In this assay the dipeptide substrate, N-formyl-methionylleucyl-p-nitroaniline (f-ML- pNA) is first deformylated by the deformylase to give the corresponding dipeptide with a free amino terminus, which is a substrate for an aminopeptidase from Aeromonas proteolytica (Sigma Chemical Company). Sequential action by the aminopeptidase releases p-nitroaniline, a chromophore which can be detected spectrophotometrically. The dipeptide substrate is prepared as described in Wei and Pei 250, (1997), Anal. Biochem., 29-34. Assays are carried out at 23°C in polystyrene cuvettes which contain 50 mM potassium phosphate, pH 7.0, 100 μM EGTA, 0 to 200 μM dipeptide substrate and 0.8 unit Aeromonas aminopeptidase. Reactions are initiated by addition of 10 to 100 μl (0.1 to 100 μg) of the mitochondrial deformylase polypeptide prepared according to Example 1, diluted in 50 mM HEPES, pH 7.0, containing 100 μg/ml BSA. Reactions are monitored continuously at 405 nm in a Perkin-Elmer λ3 UV/VIS spectrophotometer, and the initial rates are calculated from the early part of the reaction progression curves (<60s). Reactions at the lowest and highest dipeptide substrate concentration are generally repeated with doubled amount of the aminopeptidase (1.6 U) to insure that the deformylase reaction is rate-limiting in the coupled reaction sequence.

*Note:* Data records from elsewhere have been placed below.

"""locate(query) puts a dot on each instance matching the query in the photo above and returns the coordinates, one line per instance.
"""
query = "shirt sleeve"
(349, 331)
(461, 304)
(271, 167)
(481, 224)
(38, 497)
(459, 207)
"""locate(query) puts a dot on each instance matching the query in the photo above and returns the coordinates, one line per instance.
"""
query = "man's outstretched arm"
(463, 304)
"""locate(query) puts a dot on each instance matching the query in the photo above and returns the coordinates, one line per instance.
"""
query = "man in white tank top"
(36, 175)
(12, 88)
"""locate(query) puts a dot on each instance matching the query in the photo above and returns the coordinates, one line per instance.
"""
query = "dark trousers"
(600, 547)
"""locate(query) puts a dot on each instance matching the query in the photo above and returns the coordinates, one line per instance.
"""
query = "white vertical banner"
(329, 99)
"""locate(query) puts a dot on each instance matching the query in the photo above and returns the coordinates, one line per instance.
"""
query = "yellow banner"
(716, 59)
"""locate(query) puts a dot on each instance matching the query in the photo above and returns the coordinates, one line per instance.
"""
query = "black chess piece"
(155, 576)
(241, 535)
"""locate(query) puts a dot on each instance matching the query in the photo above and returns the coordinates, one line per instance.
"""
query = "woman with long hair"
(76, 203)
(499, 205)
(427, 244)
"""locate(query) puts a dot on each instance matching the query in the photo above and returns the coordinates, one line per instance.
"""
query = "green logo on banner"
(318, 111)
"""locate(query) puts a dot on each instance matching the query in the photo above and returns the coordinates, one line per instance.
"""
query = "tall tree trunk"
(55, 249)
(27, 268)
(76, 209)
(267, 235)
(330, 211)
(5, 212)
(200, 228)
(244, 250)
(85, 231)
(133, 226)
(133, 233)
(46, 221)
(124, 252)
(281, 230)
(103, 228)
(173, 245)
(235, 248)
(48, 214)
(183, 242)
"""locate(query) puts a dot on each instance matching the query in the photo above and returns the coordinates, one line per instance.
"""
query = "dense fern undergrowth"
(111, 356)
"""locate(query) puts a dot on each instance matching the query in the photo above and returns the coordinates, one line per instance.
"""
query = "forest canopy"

The results obtained indicate that the mitochondrial deformylase polypeptide prepared according to Example 1 has deformylase activity.

EXAMPLE 3

Proliferation inhibition assay: Antisense oligonucleotides suppress the growth of cancer cell lines.

The Cell line used for testing is the human colon cancer cell line HCT116. Cells are cultured in RPMI-1640 with 10-15% fetal calf serum at a concentration of 10,000 cells per milliliter in a volume of 0.5 ml and kept at 37°C in a 95% air/5% CO₂ atmosphere.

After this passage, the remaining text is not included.